Forty-six of its forty-eight oak joists, as well as two supporting beams, were painted with Greek and Latin citations in Montaigne's time. These inscriptions are still visible today, although some of them cover earlier inscriptions. Visitors in the eighteenth century noted the presence of maxims on the boards of the library as well as on its shelves, but these are today erased. A dedication of the entire library to Montaigne's friend Étienne de La Boétie is also lost, as is the cabinet which contained over a thousand books.

The two load bearing beams bear eight inscriptions from skeptic authors, mostly from Sextus Empiricus. The forty-six joists, distributed on three rows, are inscribed with a total of sixty-seven sayings taken in their majority from the Bible and from classic authors (including Horace, Lucretius, Menander, and Sophocles). Many of these are mentioned in the Essays, either verbatim, in translation, or in paraphrase. Alain Legros argues that the order in which Montaigne would have encountered the quotations while walking in the room is perceptibly influential on the structure of some essays, notably the "Apology for Raymond Sebond." Later authors such as Grace Norton, Pierre Villey, Michel Butor and George Hoffmann have also discussed these quotations.

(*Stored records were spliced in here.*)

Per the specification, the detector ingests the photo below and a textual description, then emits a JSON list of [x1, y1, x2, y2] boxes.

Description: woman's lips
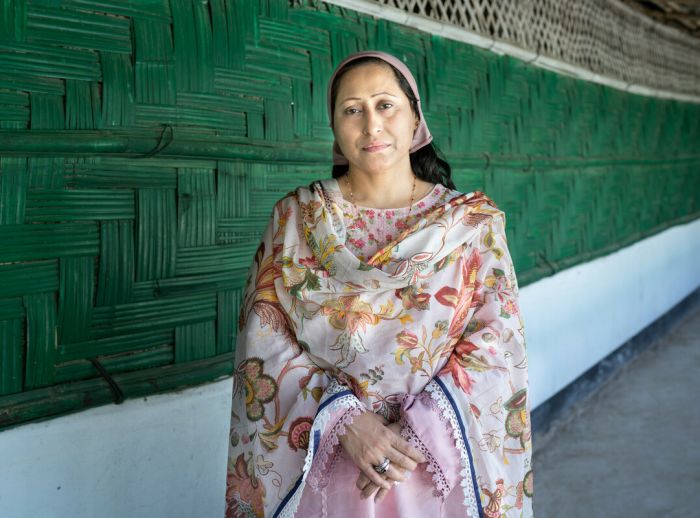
[[362, 144, 389, 153]]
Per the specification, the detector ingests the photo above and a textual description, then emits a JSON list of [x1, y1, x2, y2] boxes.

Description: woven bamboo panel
[[0, 0, 700, 426]]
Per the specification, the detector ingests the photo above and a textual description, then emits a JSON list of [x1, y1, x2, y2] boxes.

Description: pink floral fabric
[[227, 180, 533, 517]]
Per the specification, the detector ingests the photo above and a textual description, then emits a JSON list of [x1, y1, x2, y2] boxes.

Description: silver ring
[[372, 457, 391, 475]]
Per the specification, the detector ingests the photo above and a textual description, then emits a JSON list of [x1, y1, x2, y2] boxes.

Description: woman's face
[[333, 63, 418, 174]]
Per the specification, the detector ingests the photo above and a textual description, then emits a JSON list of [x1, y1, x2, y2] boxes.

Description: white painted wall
[[0, 220, 700, 518], [0, 378, 232, 518], [520, 216, 700, 409]]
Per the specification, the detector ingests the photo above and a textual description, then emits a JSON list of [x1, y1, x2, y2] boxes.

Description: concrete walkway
[[533, 311, 700, 518]]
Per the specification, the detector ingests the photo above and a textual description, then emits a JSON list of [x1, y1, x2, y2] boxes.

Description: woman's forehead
[[337, 63, 405, 103]]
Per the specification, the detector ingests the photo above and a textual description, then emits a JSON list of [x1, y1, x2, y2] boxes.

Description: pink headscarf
[[327, 50, 433, 165]]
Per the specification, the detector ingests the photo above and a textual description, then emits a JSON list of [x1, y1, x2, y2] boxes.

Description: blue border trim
[[433, 377, 484, 517], [272, 390, 353, 518]]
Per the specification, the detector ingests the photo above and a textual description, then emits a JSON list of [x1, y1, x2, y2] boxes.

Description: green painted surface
[[0, 0, 700, 427]]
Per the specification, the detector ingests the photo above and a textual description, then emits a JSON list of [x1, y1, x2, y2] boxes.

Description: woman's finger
[[383, 464, 406, 487], [374, 488, 389, 504], [360, 482, 380, 500], [362, 463, 391, 489], [355, 471, 372, 491], [386, 448, 418, 471], [391, 434, 426, 463]]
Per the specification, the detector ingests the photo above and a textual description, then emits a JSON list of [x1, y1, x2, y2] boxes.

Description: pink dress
[[297, 184, 464, 518], [226, 179, 533, 518]]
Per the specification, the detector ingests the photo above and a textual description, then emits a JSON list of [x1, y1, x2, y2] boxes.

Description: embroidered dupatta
[[227, 180, 533, 517]]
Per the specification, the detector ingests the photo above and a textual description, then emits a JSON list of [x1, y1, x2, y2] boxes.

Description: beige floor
[[534, 312, 700, 518]]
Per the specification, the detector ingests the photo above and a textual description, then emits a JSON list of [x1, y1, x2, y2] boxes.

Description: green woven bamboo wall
[[0, 0, 700, 426]]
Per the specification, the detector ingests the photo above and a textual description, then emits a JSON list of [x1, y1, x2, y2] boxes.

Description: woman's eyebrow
[[341, 92, 397, 102]]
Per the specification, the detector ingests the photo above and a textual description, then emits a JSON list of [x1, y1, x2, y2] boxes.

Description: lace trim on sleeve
[[275, 381, 366, 518], [307, 406, 365, 491], [425, 380, 479, 518], [399, 416, 451, 501]]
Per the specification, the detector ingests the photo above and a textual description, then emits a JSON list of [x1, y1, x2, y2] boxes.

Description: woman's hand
[[355, 423, 410, 503], [340, 412, 425, 494]]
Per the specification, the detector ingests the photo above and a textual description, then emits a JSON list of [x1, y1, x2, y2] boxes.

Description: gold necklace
[[345, 173, 416, 219]]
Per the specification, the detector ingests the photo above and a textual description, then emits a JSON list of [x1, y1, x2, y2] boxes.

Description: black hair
[[330, 56, 455, 189]]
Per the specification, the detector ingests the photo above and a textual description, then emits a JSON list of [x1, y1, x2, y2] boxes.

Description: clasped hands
[[339, 412, 426, 503]]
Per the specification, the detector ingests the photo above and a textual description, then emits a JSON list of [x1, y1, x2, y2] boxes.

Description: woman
[[227, 51, 533, 517]]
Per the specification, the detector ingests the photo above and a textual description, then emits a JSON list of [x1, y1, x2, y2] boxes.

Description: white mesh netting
[[332, 0, 700, 97]]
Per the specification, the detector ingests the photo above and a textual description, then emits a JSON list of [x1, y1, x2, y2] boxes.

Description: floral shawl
[[227, 180, 533, 517]]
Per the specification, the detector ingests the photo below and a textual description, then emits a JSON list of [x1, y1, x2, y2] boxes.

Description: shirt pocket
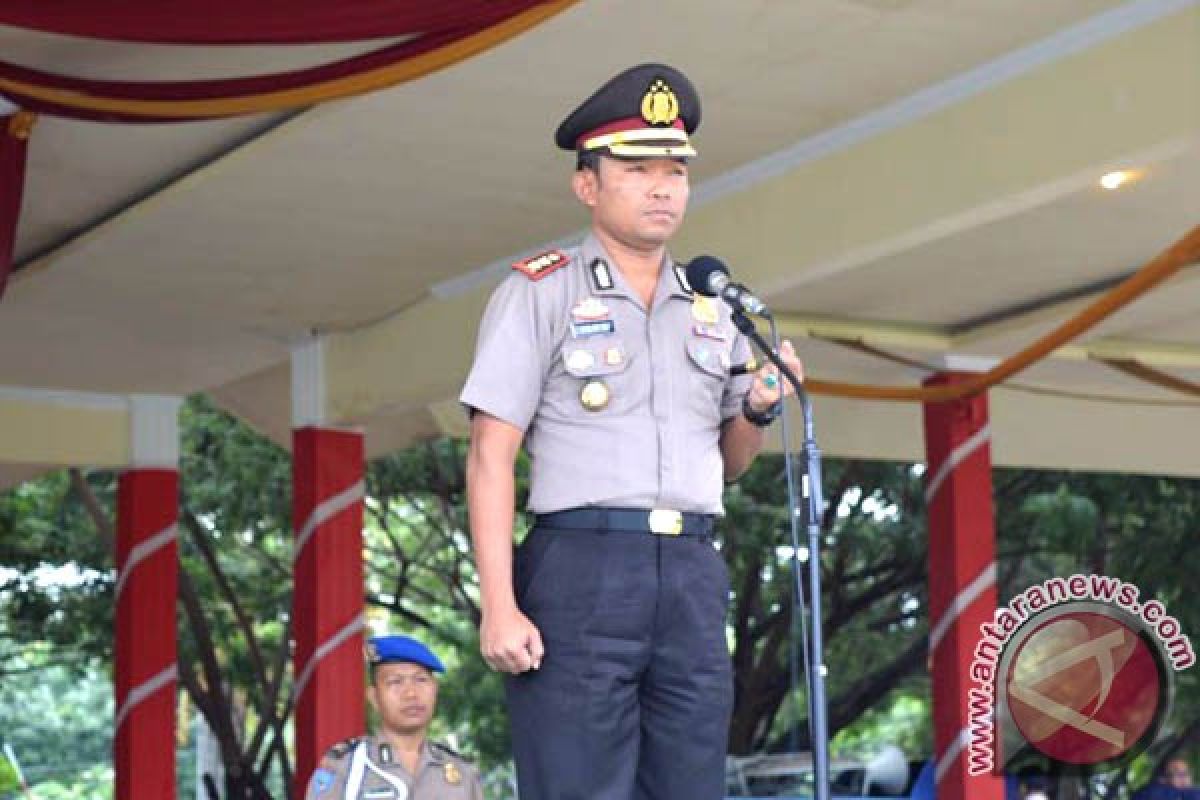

The library has been mentioned in travel accounts as early as from 1611, including one in English (John Sterling in 1836).

====The study====
The study, the only room in the tower to have a fireplace, contained most of the paintings commissioned by Montaigne. Painted a secco, they included "a landscape with Venus and Adonis, Mars and Venus surprised by Vulcan, Cimon suckled in prison by his daughter Pero, a shipwrecked sailor safely on shore beside a temple to Neptune, a figure with a lance before another temple, and a combat between soldiers (perhaps gladiators) in what might have been an amphitheater." Early accounts also report the presence of representations of the Judgment of Paris and of the burning of Troy, as well as a banquet scene, but these are not mentioned in accounts dating from the nineteenth century. A still visible Latin inscription, dated from the year 1571, dedicates the room " à sa liberté, à sa tranquillité et à son loisir" ("to his [Montaigne's] freedom, to his tranquility, and to his leisure").

Decorated in the ornamented style typical of French Mannerism style, the paintings and elaborate borders filled "every inch" of the available surface, including "ceiling beams, and ceiling." One of the central theme of the paintings gathered in the space seems to have been nudity, a question metaphorically at the heart of the writing project of the Essays.

==In culture==
As a symbol of the tension between the writing imagination and the constraint of one's environment, the tower has appeared in the writings of many other writers than Montaigne. For instance, "Montaigne's Tower" is the title of a poem by Geoffrey Grigson, published in the 1984 collection Montaigne's Tower and Other Poems. It probes the relation between the writer, his immediate environment, and the compass of his imagination by imaging Montaigne at work in his library and looking out at the countryside surrounding the castle after asking its initial question:
"Was it really here, in this tiled room
In this tower, that Montaigne wrote?"
Hilary Masters presents another take on a similar subject in his collection of essays published in 2000, In Montaigne's Tower. In recounting a visit to the tower, he notes the ways in which it is designed to provide for both spiritual and material needs, but for him constraints assert themselves over the freedom provided by the refuge: "Our imaginations, often falsely confirmed by memory, can cross many borders, but these escapes are doomed and freedom always lies just beyond".